I heard Tommy explaining to Dr. McGinty that a chunk of debris had slammed into my flak jacket and that my heart had stopped. It had taken CPR to start my pump again.
As Tommy talked, I saw Rick Del Rio’s face as if he were in the room. I heard him laughing, saying, “Jack, you son of a bitch, you’re back.” I heard the helicopter blow up and felt the scorching heat come in waves across the field.
The shrink said, “You were dead, Jack. Tell me what you could have done to save that man.”
My mouth moved, but I couldn’t speak. I stood up and so did Tommy. He put his arms around me and hugged me for the first time since we were ten. I cried onto his shoulder and he comforted me.
This was my brother. We’d shared a room from the time we were brought home from the hospital. I knew him as well as I knew myself; maybe I knew him better. I had to accept that underneath the enmity, Tommy and I still loved each other. It was a huge moment between the two of us.
I started to say it was good to be able to tell him what had happened to me, but he spoke first.
“Well, isn’t this something? And Dad thought you were perfect. I guess he was wrong, brother Jack. Not perfect at all.”
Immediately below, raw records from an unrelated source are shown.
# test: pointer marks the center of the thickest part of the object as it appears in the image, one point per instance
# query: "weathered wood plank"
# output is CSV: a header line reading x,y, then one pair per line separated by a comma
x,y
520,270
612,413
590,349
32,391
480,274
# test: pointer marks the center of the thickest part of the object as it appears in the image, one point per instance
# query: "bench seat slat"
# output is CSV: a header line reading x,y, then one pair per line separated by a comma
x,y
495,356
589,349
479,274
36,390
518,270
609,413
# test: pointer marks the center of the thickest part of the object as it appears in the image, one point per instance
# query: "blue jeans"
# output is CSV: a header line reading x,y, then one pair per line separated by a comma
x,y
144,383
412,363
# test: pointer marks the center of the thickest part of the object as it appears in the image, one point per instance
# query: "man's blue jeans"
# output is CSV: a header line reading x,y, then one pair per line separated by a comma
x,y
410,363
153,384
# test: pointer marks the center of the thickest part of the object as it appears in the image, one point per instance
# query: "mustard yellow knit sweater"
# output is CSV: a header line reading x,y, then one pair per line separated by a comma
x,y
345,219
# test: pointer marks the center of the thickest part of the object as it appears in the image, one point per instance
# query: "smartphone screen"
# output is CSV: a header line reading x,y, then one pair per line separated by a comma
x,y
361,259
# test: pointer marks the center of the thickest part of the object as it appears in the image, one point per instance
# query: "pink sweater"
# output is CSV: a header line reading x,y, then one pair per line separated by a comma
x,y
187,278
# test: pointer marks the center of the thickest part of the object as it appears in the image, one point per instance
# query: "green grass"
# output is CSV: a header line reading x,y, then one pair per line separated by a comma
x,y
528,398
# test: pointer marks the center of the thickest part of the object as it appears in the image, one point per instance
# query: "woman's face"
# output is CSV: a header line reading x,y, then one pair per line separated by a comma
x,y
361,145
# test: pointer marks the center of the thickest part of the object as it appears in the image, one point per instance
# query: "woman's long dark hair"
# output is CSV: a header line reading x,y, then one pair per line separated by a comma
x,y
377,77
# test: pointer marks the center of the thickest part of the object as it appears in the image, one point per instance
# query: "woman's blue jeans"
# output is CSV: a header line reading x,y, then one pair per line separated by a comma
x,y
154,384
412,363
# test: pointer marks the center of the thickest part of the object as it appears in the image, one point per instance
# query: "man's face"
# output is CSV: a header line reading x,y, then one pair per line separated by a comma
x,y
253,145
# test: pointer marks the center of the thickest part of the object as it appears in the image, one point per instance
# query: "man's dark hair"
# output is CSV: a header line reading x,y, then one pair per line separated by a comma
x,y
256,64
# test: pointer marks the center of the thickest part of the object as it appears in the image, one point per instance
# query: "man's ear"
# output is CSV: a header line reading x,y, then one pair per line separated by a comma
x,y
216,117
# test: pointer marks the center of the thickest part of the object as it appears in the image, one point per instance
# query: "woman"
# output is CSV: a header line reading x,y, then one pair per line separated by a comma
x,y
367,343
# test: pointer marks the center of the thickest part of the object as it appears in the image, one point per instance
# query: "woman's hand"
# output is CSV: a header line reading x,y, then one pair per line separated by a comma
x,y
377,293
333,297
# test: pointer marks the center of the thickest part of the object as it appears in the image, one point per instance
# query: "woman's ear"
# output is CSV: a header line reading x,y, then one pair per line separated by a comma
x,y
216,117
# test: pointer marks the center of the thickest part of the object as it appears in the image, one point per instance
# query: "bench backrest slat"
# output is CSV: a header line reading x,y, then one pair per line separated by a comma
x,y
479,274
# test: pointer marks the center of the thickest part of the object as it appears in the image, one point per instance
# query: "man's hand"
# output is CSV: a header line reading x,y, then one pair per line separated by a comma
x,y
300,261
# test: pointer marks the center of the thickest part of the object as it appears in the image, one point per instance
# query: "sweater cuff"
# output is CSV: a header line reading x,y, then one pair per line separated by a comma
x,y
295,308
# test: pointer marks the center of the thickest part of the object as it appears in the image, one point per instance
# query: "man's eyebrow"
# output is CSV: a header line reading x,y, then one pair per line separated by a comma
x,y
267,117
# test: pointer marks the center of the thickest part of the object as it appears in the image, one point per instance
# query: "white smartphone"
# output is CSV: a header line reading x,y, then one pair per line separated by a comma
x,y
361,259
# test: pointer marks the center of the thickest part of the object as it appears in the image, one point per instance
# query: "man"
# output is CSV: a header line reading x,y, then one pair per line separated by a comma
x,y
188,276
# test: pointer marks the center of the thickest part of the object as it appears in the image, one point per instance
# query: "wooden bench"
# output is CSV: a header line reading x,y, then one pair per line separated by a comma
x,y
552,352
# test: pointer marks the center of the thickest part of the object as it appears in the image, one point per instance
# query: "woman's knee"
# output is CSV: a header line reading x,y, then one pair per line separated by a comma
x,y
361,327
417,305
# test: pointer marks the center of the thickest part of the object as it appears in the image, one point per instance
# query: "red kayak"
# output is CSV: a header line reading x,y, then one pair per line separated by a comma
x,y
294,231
Tommy had suckered me. And now he was twisting the blade.
The anger was instant and overwhelming. I pushed him with all my strength, watched as he slammed into a bookcase and tumbled to the floor.
“What else do you need to know, Dr. McGinty?” I said. “I think you’ve heard enough.”
Then I left the building.
Chapter 88
I FELT PRETTY bad now. I felt betrayed by my brother. I got on the freeway and drove north, just barely noting the highway signposts zipping by.
Speed gave me a feeling of escape, but my thoughts circled like a hawk on meth. I could run, but I couldn’t hide from this terrible feeling of guilt about Jeff Albert. I knew that logically I shouldn’t blame myself, but it didn’t help one bit.
I took the off-ramp at Carrillo Street in Santa Barbara and got back on the 101, this time heading south back toward LA.
I put my phone into the holder and called Justine.